Testing Harness
AsiBackbone.Testing is a test-only package for host applications that need to test AsiBackbone-governed endpoints without wiring production persistence, signing, audit, outbox, or capability-grant infrastructure in every test fixture.
Important
The testing package is not a production enforcement provider. It exists for automated tests, local developer validation, and sample hosts only. Production hosts should register real policy evaluators, capability validators, audit sinks, durable outbox stores, signing providers, and storage providers.
When to use it
Use the testing harness when an endpoint has governance metadata such as:
app.MapPost("/robotics/execute", () => Results.Ok())
.RequireGovernancePolicy<RobotExecutionPolicy>()
.RequireCapabilityGrant("robotics.execute")
.EmitGovernanceAudit();
Without the harness, the ASP.NET Core package intentionally fails closed when an endpoint declares governance metadata but required host-owned governance services are missing. That behavior remains correct for production. The harness gives tests an explicit one-call registration path for deterministic behavior.

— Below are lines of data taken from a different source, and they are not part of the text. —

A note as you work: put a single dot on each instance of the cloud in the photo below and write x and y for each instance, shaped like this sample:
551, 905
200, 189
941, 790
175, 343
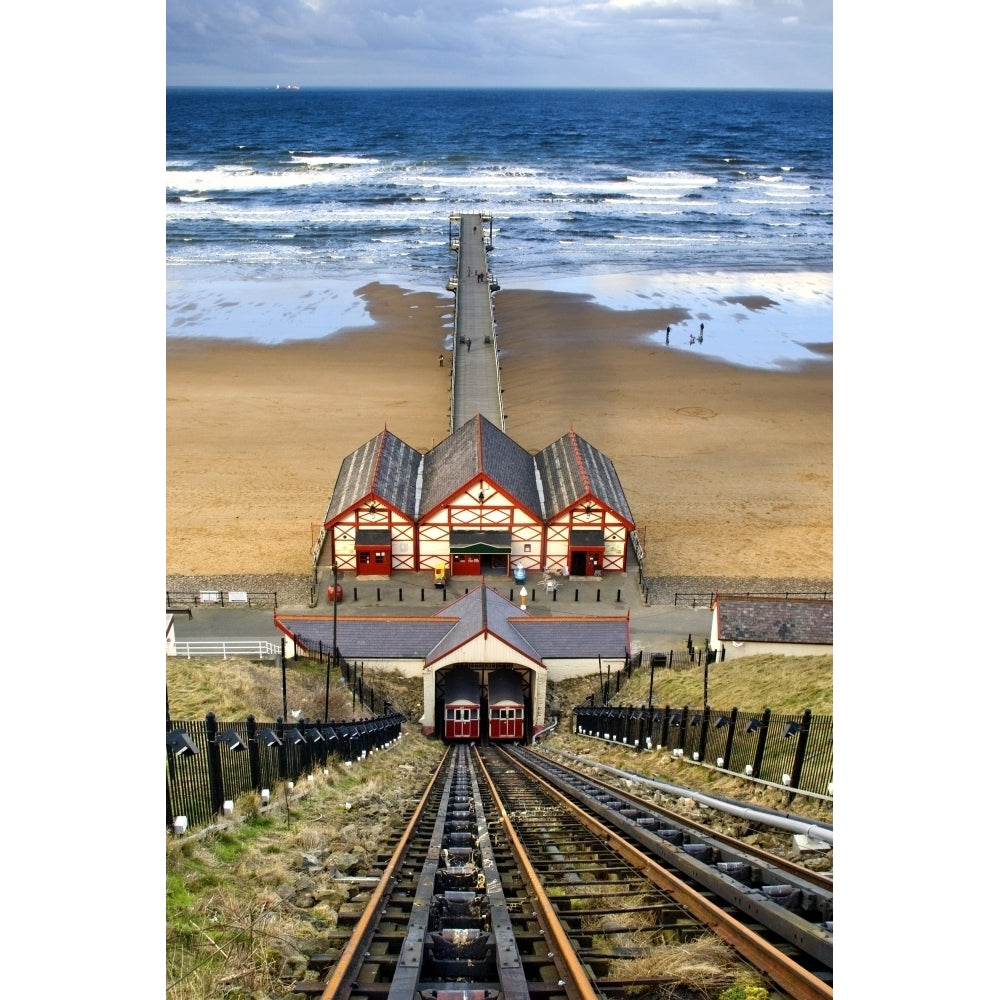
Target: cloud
655, 43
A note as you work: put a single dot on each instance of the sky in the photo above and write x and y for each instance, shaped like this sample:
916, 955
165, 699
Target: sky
510, 43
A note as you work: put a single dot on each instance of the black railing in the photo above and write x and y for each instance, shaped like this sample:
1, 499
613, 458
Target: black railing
221, 599
219, 761
794, 751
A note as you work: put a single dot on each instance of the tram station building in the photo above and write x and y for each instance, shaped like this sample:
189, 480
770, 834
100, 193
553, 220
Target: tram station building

Basic service registration
using AsiBackbone.AspNetCore.DependencyInjection;
using AsiBackbone.Testing;
builder.Services
.AddAsiBackboneAspNetCore()
.AddAsiBackboneTestHarness(harness =>
{
harness.AllowAllPolicies();
harness.AllowCapabilityGrants();
});
The harness registers deterministic test substitutes for:
- policy evaluation;
- endpoint capability-grant validation;
- in-memory audit residue inspection;
- non-durable in-memory governance outbox storage;
- deterministic no-signature signing.
Deterministic policy results
Configure a specific policy marker result when the test needs to prove denial, acknowledgment, escalation, or other policy behavior.
builder.Services.AddAsiBackboneTestHarness(harness =>
{
harness.AllowAllPolicies();
harness.SetPolicyResult<RobotExecutionPolicy>(
GovernanceDecision.Deny("test.denied", "Denied by test harness."));
});
For stricter tests, require every endpoint policy marker to be explicitly configured:
builder.Services.AddAsiBackboneTestHarness(harness =>
{
harness.RequirePolicyResult<RobotExecutionPolicy>(GovernanceDecision.Allow());
});
If an endpoint contains an unconfigured policy marker in explicit mode, the harness returns a denied decision with reason code test_harness.policy_result.missing.

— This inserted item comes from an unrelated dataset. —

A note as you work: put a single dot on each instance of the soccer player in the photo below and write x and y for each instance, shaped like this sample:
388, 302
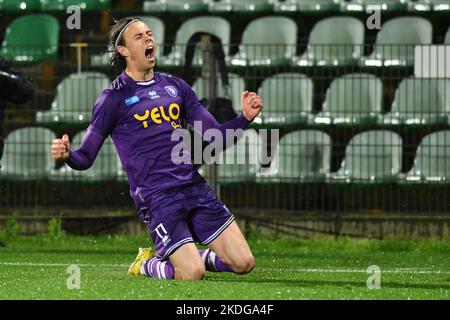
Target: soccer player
140, 110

WebApplicationFactory-style test setup
When using a host fixture, override test services with the harness inside the fixture configuration:
using Microsoft.AspNetCore.Mvc.Testing;
WebApplicationFactory<Program> factory = new WebApplicationFactory<Program>()
.WithWebHostBuilder(builder =>
{
builder.ConfigureServices(services =>
{
services.AddAsiBackboneTestHarness(harness =>
{
harness.AllowAllPolicies();
harness.AllowCapabilityGrants();
});
});
});
This preserves production package behavior while making tests explicit about their deterministic governance path.
Inspecting audit residue
When an endpoint calls .EmitGovernanceAudit(), the harness captures audit residue in AsiBackboneTestAuditSink:
AsiBackboneTestAuditSink auditSink = services.GetRequiredService<AsiBackboneTestAuditSink>();
Assert.Single(auditSink.Entries);
Assert.Equal("robotics.execute", auditSink.Entries[0].OperationName);
The sink is in-memory and process-local. It is designed for test assertions, not durable storage or tamper-evidence.
Boundary notes
The testing package does not change AsiBackbone.AspNetCore production behavior. Endpoints without AsiBackbone governance metadata remain opt-in/pass-through by default unless the host enables strict metadata enforcement with RequireGovernanceMetadata. Endpoints that do declare governance metadata still fail closed when required host-owned services are missing. The harness only supplies explicit deterministic test registrations when a test chooses to use them, and it does not make AsiBackbone.Core depend on ASP.NET Core, EF Core, or testing packages.